One of her favorite activities, one in which all six Payne County Oklahoma Home and Community Education groups participated, was making bibs and lap blankets for nursing home residents in Payne and Pawnee counties. Some group members continue to keep nursing homes supplied with the homemade items.

“The OHCE members across the state are a great bunch of people who all work hard to help make their communities better,” Tanner said.

“I love being a part of this organization.” Master Gardeners Gardening has long been a popular activity, with interest continuing to grow every year. While OSU Extension has several horticulture experts across the state who provide research-based information to gardening enthusiasts, the Oklahoma Master Gardeners serve as an additional pipeline to extend that knowledge to the public. David Hillock, OSU Extension consumer horticulturist and statewide Extension Master Gardener Volunteer program coordinator, said there are nearly 1,250 volunteers in 23 counties.

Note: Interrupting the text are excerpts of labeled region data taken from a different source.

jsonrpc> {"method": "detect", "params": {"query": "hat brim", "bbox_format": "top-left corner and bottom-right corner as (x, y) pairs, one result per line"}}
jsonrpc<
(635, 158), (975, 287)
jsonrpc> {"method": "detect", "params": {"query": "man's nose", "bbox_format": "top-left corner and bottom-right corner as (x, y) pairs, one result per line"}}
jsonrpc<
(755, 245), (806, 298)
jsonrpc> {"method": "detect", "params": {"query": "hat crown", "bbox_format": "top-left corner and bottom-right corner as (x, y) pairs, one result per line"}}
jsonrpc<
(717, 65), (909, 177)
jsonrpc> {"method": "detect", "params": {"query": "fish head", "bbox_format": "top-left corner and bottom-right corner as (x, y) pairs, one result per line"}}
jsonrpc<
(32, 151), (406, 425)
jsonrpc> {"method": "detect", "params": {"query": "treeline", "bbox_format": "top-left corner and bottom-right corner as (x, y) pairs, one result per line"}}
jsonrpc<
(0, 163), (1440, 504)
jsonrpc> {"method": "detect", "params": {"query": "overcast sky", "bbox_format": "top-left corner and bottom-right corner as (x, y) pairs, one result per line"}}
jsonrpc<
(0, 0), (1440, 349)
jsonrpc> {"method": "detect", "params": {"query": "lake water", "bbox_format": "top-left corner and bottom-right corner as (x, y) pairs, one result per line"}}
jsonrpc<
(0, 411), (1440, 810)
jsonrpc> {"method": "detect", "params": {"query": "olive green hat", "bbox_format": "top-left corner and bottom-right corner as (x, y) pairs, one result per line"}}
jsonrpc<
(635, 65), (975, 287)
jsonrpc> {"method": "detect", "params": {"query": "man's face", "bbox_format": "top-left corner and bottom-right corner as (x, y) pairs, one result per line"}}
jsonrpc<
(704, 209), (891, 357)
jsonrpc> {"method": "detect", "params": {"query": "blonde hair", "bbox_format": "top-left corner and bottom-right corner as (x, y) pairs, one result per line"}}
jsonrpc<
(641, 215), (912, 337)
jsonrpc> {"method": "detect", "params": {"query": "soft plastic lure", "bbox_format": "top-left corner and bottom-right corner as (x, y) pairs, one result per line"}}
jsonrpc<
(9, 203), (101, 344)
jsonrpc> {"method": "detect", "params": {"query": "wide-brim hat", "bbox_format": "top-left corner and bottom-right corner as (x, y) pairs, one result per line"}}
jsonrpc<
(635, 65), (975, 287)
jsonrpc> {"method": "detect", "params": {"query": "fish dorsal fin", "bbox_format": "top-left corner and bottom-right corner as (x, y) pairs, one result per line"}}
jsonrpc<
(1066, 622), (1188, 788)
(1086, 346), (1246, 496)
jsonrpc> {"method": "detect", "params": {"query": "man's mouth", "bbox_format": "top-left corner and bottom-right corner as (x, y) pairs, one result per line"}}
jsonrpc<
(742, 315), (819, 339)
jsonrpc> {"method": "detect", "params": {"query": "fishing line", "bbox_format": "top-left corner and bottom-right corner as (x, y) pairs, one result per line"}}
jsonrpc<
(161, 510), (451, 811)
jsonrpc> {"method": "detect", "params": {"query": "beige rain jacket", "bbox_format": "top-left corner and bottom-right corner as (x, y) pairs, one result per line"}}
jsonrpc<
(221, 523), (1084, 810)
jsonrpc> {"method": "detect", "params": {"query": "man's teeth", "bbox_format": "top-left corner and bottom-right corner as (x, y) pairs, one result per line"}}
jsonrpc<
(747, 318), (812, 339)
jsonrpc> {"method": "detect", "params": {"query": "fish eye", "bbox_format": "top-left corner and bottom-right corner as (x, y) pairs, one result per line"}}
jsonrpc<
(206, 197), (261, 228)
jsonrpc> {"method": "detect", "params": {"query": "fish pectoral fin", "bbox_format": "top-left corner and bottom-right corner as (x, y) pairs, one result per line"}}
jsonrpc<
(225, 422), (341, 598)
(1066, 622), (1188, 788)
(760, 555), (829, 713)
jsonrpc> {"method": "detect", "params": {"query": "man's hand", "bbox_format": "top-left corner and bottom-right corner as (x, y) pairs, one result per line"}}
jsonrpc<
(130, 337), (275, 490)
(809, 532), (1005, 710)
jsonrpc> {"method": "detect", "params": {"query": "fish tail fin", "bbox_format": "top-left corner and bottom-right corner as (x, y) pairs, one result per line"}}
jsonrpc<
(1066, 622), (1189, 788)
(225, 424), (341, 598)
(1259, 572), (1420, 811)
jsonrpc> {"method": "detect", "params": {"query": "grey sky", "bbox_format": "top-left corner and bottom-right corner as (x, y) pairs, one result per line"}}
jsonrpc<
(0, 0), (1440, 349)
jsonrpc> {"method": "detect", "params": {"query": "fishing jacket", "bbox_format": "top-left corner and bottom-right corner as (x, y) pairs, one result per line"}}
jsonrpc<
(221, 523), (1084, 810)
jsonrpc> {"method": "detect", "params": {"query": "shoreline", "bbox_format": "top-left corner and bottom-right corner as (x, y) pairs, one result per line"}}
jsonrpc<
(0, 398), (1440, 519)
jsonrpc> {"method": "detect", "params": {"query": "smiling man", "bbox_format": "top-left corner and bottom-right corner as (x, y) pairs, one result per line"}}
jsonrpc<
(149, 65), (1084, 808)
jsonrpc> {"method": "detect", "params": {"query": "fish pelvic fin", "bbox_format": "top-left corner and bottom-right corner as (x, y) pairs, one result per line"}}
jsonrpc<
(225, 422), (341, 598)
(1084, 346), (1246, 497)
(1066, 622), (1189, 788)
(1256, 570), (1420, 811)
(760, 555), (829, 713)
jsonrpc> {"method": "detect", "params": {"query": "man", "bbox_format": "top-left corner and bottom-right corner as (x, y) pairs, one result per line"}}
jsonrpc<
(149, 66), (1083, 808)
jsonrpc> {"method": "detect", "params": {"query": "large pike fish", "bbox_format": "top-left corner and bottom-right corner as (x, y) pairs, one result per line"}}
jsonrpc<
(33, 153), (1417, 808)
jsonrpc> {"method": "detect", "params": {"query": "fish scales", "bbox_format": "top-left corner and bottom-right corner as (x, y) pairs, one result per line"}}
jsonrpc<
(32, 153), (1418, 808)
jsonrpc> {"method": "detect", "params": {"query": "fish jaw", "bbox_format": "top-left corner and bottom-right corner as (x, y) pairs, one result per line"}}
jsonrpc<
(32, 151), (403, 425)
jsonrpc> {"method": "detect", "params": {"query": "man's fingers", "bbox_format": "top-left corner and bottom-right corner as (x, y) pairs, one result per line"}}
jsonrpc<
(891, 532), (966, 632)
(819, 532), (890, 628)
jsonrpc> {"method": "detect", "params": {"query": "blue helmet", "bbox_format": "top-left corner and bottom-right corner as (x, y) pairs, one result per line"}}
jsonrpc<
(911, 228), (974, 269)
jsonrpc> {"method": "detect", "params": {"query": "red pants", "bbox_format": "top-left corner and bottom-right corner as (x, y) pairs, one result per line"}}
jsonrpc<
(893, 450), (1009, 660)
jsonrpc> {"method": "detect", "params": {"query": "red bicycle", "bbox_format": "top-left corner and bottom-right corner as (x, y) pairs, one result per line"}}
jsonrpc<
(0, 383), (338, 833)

“Master Gardeners are an active group and immerse themselves within their communities in various ways,” Hillock said. “They teach workshops, plant demonstration gardens, set up booths at home and garden shows, participate in farmers markets and are involved in elementary school programs. Master Gardeners are a valuable resource to OSU Extension and the state.”

Randy Freeland has been a Master Gardener in Payne County for 17 years. He has always had an interest in gardening, but after retiring in 2007 from the Natural Resources Conservation Service, he returned to Stillwater and joined the Master Gardener program.

“My house is in 100% shade, and I didn’t know a lot about gardening in the shade,” Freeland said.

“I was going into the Extension office and reading fact sheets to learn more. I always enjoyed growing vegetables, but now it’s more shade plants, shrubs and flowers.”

Being involved with the Master Gardeners keeps Freeland busy. He said they participate in the United Way Day of Caring, serve in various ways at the Payne County Fair and regularly present educational workshops at The Botanic Garden at OSU.

“My favorite thing about being a Master Gardener is the one-on-one interaction I get during on-site visits working with gardeners. I can step in and help out Laura Payne, the Payne County Extension horticulture educator, when she’s out of town and the office is getting questions from the public,” he said.

“The Master Gardeners are truly an outreach and extension of the county Extension office.” Hillock said in addition to the 87,174 volunteer hours documented in 2023, Master Gardeners across the state have produced and donated 22,850 pounds of fresh fruits and vegetables to local food pantries, shelters and other organizations to help put food on the tables of Oklahoma families dealing with food insecurity. Whether it be through 4-H, Oklahoma Home and Community Education or Master Gardeners, part of OSU Extension’s success is directly tied to the generosity and willingness of its volunteers.